I think there is still some issue with your environment settings. The model (hash: 06586e60efd) builds just fine at my end using the following commands:

$cd ACME/cime/scripts
$./create_newcase --case ACME.F1850C5AV1C-04P2.ne30_ne30 --compset F1850C5AV1C-04P2 --res ne30_ne30 --project CLIMATE --pecount S --mach constance
$cd ACME.F1850C5AV1C-04P2.ne30_ne30 
$./case.setup && ./case.build && ./case.submit 

Look into my .cshrc file to see if there is something you are missing. We can also meet today sometime to discuss this.

kaizhangpnl commented 7 years ago

Thanks Balwinder. Constance is very slow this morning, so I have to try it later. I am going to close this issue now since it worked for you.

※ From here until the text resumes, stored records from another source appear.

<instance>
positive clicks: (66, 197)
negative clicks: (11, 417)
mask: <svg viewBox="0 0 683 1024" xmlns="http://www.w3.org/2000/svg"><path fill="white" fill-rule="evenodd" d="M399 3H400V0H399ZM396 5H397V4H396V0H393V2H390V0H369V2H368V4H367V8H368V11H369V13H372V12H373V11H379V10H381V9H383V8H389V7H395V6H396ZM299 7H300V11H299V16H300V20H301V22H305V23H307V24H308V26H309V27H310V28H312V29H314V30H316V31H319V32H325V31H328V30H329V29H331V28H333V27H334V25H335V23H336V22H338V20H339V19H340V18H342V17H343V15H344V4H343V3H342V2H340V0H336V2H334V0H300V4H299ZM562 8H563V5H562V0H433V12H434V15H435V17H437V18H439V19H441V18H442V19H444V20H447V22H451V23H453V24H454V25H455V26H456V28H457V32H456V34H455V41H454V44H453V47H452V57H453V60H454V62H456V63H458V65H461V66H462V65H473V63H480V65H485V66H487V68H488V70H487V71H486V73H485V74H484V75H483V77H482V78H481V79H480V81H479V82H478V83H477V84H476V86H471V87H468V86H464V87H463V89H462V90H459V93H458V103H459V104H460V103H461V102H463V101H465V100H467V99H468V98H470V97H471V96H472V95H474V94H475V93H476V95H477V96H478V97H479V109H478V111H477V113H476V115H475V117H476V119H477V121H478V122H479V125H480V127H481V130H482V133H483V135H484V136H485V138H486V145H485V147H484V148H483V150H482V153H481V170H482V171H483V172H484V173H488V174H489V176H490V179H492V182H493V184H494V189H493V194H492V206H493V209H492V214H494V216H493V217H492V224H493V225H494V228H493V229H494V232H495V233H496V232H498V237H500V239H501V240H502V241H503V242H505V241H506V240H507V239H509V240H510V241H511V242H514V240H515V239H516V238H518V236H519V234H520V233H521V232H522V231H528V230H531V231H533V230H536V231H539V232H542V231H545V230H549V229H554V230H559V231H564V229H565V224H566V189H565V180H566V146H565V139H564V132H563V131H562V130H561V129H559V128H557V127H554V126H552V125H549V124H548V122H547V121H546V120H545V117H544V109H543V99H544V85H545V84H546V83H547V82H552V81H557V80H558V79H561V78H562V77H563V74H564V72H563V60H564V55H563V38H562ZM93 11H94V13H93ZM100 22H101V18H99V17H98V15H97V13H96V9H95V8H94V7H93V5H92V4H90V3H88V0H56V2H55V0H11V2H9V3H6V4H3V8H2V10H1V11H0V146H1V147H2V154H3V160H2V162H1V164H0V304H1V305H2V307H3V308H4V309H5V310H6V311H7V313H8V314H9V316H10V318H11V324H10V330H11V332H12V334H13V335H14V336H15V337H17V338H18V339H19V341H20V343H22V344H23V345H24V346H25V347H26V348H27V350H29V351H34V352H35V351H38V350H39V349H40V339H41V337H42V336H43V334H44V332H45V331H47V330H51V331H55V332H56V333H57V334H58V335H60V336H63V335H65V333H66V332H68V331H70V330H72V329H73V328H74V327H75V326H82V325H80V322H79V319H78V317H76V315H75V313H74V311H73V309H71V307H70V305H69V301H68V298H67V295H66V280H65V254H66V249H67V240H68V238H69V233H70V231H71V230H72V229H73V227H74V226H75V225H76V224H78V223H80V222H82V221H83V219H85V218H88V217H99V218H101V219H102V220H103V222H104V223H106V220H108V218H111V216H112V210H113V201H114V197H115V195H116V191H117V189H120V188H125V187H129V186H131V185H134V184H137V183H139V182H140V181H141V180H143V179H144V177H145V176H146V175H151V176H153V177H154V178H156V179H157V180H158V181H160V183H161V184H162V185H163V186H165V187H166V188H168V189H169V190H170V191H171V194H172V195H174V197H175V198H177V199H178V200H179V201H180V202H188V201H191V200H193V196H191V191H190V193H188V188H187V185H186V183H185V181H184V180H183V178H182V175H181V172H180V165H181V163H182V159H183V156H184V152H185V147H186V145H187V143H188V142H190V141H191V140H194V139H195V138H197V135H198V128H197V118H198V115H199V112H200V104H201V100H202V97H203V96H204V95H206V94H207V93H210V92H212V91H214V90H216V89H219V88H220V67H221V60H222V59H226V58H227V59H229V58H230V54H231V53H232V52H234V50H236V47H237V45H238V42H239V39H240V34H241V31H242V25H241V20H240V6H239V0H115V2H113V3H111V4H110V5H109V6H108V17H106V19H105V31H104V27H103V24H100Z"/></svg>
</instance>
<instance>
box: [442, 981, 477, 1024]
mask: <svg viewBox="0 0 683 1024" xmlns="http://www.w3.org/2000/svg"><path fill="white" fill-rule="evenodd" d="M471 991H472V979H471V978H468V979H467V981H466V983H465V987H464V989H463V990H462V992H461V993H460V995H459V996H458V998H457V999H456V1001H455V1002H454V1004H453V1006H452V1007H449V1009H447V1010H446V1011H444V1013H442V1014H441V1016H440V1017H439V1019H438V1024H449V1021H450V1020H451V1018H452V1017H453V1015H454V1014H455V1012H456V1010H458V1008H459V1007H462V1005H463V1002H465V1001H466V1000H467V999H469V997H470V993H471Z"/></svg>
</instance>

singhbalwinder commented 7 years ago

Hi Kai, I hit this issue on Cascade and by exploring and printing out a lot of variables, I found out that the environment was generating COMPILER=INTEL (uppercase) and the path to mct libraries had 'intel' in the lowercase. There were two solutions:

  1. unset COMPILER: This will force the Makefile to extract COMPILER from the XML files, which has the right case (lowercase) for the COMPILER variable
  2. Reset COMPILER to be lower case

I tried the 2nd option and it worked fine for me. May be you also have COMPILER defined somewhere in your environment.

This was an annoying problem....it took me some time to figure this out. Hope this helps!

kaizhangpnl commented 7 years ago

Hi Balwinder, this is helpful. Thanks!